How does the Patent Office Get out of a Fix?

| May 25, 2012

The PTO Board of Appeals found itself in a difficult situation yesterday in the inter partes reexamination of Google v. Function Media (95/001,061).  The reexamination examiner had adopted a number of prior art rejections proposed by Requester Google, and the Patentee Function Media had appealed to the Board.  Function Media’s rejected claims were the original, unamended claims.  Accordingly, those claims could be rejected only if they were anticipated or made obvious by “patents or other printed publications” – other rejections, such as rejections under § 112, were prohibited. 

The problem was that the claims recited a series of means-plus-function limitations that lacked corresponding structure in the specification.  On the one hand, the Board was forbidden by statute from rejecting the claims under § 112, ¶ 6, and on the other hand, the Board could not review the examiner’s prior art rejections because it could not construe those limitations in the manner required by § 112, ¶ 6.

The patent claimed an advertising method that allows sellers to create presentations.  The method comprised five steps, four of which included means-plus-function limitations, for instance, the step of, “providing means for applying corresponding guidelines of the media venues.”  The Board determined that “the identified portions [of the specification] do little more than recite the functions of the means in different words.”  The cited diagrams from the specification were “little more than high level flow charts, which fail [to disclose] the algorithms of the recited means….”  The specification therefore failed to provide “necessary corresponding structure” and the claims were “fatally ambiguous.” 

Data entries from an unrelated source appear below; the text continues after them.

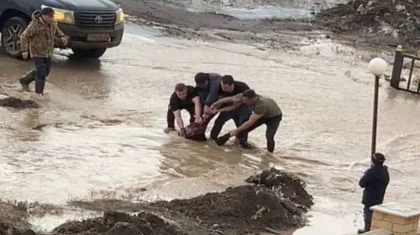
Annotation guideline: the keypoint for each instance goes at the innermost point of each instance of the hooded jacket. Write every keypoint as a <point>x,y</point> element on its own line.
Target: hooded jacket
<point>38,37</point>
<point>374,181</point>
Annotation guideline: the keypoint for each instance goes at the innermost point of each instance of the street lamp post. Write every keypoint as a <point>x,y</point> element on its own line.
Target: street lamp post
<point>377,67</point>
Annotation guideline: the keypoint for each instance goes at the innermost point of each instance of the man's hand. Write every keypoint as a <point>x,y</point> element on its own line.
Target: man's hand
<point>206,109</point>
<point>64,40</point>
<point>234,132</point>
<point>25,55</point>
<point>182,132</point>
<point>198,120</point>
<point>214,106</point>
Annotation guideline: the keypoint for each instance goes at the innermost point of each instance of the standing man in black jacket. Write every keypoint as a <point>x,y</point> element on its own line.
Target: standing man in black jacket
<point>228,87</point>
<point>374,181</point>
<point>207,86</point>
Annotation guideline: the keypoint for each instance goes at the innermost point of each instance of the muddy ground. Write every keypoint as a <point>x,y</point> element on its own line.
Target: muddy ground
<point>359,23</point>
<point>380,22</point>
<point>177,22</point>
<point>271,201</point>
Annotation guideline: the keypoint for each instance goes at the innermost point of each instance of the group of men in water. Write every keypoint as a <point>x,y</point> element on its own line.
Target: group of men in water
<point>215,94</point>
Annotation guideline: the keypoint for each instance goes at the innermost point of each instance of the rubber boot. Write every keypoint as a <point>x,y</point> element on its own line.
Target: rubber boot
<point>27,79</point>
<point>39,86</point>
<point>365,229</point>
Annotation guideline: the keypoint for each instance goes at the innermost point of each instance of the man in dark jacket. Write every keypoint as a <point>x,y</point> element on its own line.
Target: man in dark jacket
<point>374,181</point>
<point>184,97</point>
<point>37,42</point>
<point>228,87</point>
<point>207,85</point>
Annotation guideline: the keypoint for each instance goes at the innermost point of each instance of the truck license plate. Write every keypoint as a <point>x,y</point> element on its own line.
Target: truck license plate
<point>98,37</point>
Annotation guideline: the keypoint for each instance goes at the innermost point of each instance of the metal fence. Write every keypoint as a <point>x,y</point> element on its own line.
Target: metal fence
<point>410,84</point>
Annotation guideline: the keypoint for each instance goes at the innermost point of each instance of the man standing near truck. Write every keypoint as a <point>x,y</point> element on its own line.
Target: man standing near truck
<point>37,42</point>
<point>184,97</point>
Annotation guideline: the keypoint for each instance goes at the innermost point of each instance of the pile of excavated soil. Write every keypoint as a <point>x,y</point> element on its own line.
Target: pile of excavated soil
<point>275,200</point>
<point>13,219</point>
<point>398,20</point>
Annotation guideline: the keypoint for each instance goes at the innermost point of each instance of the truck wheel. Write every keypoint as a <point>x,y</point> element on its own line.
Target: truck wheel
<point>90,53</point>
<point>10,36</point>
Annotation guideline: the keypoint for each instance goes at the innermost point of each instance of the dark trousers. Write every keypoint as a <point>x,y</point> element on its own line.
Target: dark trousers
<point>171,117</point>
<point>39,74</point>
<point>239,116</point>
<point>272,124</point>
<point>367,215</point>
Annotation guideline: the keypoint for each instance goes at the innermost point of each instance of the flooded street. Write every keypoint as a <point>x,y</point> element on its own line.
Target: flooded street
<point>104,127</point>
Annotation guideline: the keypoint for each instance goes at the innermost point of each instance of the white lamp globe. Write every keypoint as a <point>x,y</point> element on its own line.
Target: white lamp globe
<point>377,66</point>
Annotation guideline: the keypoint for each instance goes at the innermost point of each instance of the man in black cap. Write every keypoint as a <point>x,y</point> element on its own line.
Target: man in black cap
<point>374,181</point>
<point>207,85</point>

But what to do?  The Board acknowledged that “it would be pointless to enter a new ground of rejection on the basis of the indefiniteness because such rejections are beyond the scope of reexamination for issued claims, and as such, the Examiner would be barred by rule from enforcing the rejection.” 

Nonetheless, the Board presented a new ground of rejection, concluding that the “remedy for this sort of ambiguity is not to read limitations in from the Specification…or to read the claim broadly, as the Examiner attempts, but rather to reject the claim as indefinite.”  It decided “to reverse the speculative prior art rejections of record without prejudice to [their] reinstitution if the patent owner files an amendment or reissue application to cure the indefiniteness.” 

What if the patentee refuses to amend its claims and simply asks for confirmation of the validity of its original claims?  What will the examiner do?  Confirm invalid claims or contravene the Patent Statute?  One path that the examiner does not have is the one chosen yesterday by the Board.